The dApp lives on the Ethereum, BSC, and Polygon networks and uses unique smart contracts to help users build their own tokens.
How to create a new token using SmartContracts
The platform requires you to connect a MetaMask wallet with enough ETH, MATIC, or BNB to pay for a contract deployment to launch a token. The token can have optional features like a supply cap, deflationary properties, and the ability to be burned or minted.
The user must specify the token type and the blockchain it will be deployed on. They can choose the ERC20 token type for Ethereum and Polygon or BEP20 for Binance Smart Chain.
If the user selects Ethereum, they can deploy the token on the mainnet, Goerli, or Sepolia testnets.
The user must also enter the desired name and symbol of the token.

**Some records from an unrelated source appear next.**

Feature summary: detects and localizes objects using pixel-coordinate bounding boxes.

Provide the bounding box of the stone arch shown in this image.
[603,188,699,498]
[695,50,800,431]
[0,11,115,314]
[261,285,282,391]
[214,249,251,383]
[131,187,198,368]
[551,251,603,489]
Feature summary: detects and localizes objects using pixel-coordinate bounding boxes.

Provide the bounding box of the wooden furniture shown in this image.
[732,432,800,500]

They can choose the token’s initial supply and whether this will be a fixed, unlimited, or capped supply. Additionally, they can choose who will have access to the token. If a user has ownable access, they can start and end the token’s minting process or set its burn rate if applicable. A token can also have a specific role of Admin or Minter that its owner can use.

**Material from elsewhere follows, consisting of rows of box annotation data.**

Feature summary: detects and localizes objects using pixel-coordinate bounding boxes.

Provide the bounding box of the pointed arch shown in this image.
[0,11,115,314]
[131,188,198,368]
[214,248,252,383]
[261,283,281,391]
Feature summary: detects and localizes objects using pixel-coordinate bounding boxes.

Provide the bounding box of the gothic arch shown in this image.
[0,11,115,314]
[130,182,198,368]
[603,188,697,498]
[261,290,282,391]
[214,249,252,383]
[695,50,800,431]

After all the fields are filled in correctly, you can click “Create Token.”
After this, you will have created a usable ERC20 token whose smart contract code has been verified.
At press time, the Token Generator app generated over 30,000 custom tokens.

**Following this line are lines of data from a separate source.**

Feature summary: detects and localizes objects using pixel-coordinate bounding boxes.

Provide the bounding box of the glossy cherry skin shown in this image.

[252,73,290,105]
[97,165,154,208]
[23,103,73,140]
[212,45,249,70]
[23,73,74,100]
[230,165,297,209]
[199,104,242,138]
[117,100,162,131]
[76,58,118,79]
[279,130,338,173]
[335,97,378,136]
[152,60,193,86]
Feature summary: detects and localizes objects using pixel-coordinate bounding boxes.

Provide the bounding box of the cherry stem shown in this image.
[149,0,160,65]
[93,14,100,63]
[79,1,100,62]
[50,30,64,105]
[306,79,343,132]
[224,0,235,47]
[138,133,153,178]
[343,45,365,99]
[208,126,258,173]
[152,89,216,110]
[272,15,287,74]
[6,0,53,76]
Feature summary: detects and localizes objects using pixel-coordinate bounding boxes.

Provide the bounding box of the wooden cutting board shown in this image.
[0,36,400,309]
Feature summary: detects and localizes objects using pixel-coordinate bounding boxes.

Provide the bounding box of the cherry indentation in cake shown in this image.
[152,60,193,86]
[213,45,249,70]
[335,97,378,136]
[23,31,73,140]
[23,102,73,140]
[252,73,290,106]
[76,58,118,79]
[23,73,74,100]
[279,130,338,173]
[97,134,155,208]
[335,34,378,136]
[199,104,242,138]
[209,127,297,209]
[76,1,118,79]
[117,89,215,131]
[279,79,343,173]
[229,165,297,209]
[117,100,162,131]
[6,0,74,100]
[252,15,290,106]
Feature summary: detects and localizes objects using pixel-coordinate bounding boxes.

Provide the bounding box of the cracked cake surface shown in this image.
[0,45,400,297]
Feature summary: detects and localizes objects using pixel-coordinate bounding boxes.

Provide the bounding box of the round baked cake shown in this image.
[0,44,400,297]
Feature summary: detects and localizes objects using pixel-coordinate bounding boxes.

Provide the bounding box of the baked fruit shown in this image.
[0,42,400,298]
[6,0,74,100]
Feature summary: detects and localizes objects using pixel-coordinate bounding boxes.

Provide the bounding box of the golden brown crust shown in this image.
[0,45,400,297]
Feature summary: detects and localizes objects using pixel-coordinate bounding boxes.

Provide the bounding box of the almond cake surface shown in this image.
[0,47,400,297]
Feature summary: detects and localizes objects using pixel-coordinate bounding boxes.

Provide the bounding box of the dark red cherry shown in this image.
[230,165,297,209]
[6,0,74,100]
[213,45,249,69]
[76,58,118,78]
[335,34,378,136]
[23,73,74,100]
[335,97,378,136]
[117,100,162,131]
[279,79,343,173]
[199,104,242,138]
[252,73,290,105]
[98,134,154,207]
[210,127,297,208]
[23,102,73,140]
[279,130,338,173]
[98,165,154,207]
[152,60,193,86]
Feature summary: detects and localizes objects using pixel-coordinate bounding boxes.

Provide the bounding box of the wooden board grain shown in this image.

Tools like Token Generator make it easy for scammers to create new tokens and register them on decentralized exchanges like Uniswap.
Decentralized exchanges allow anyone to spin up a new market smart contract that can hold funds and control how they are used. The DEX automates the market for them.
The user can deposit a newly-generated token with a well-known token like ETH into a particular type of contract known as a constant product AMM. The constant product AMM ensures that the product of the number of tokens in a liquidity pool is constant. If a user deposits 10 NEWTOKEN and 10 ETH, the constant product is 100. If someone wants to buy 5 NEWTOKEN, then there are 5 NEWTOKENs remaining in the pool. To maintain the constant product, the AMM will now quote a buyer 2 ETH per NEWTOKEN. As more people buy NEWTOKEN, it gets more expensive. When the price is high enough, the scammer will withdraw NEWTOKEN from the liquidity pool and disappear.
Famous scams in recent history include the Animoon scam, a play-to-earn game that cost investors $6.3 million. It revolved around investors customizing Pokemon-like non-fungible tokens. The company had promised to pay dividends to NFT holders but disappeared with $6.3 million. The founders used Jake Paul, a known scammer, to promote the project. Azuki NFT founder Zagabond was accused of scams after profiting from three failed NFT projects.
How to be scam-proof
Many scammers exploit an investor’s fear of missing out. They usually use social media feeds and marketing bots to employ a dizzying marketing program for the new token. They will also impersonate influential people in the crypto space to improve their pitch. Such people include famous bitcoin bull Micahel Saylor, Ethereum co-founder Vitalik Buterin, and Ripple CEO Brad Garlinghouse.
But it is always best to thoroughly research a token, its founders, history, and whitepaper before investing. The existence of a project roadmap is a good indicator that the project will be around for a while. If you find the new token on a centralized exchanged, it is a good sign. These exchanges usually thoroughly review any token or coin before they list it. Also, any legitimate token or coin usually has a significant amount staked in the network.
Companies like Rug Pull Finder and RugDoc also help to weed out fraudulent crypto schemes.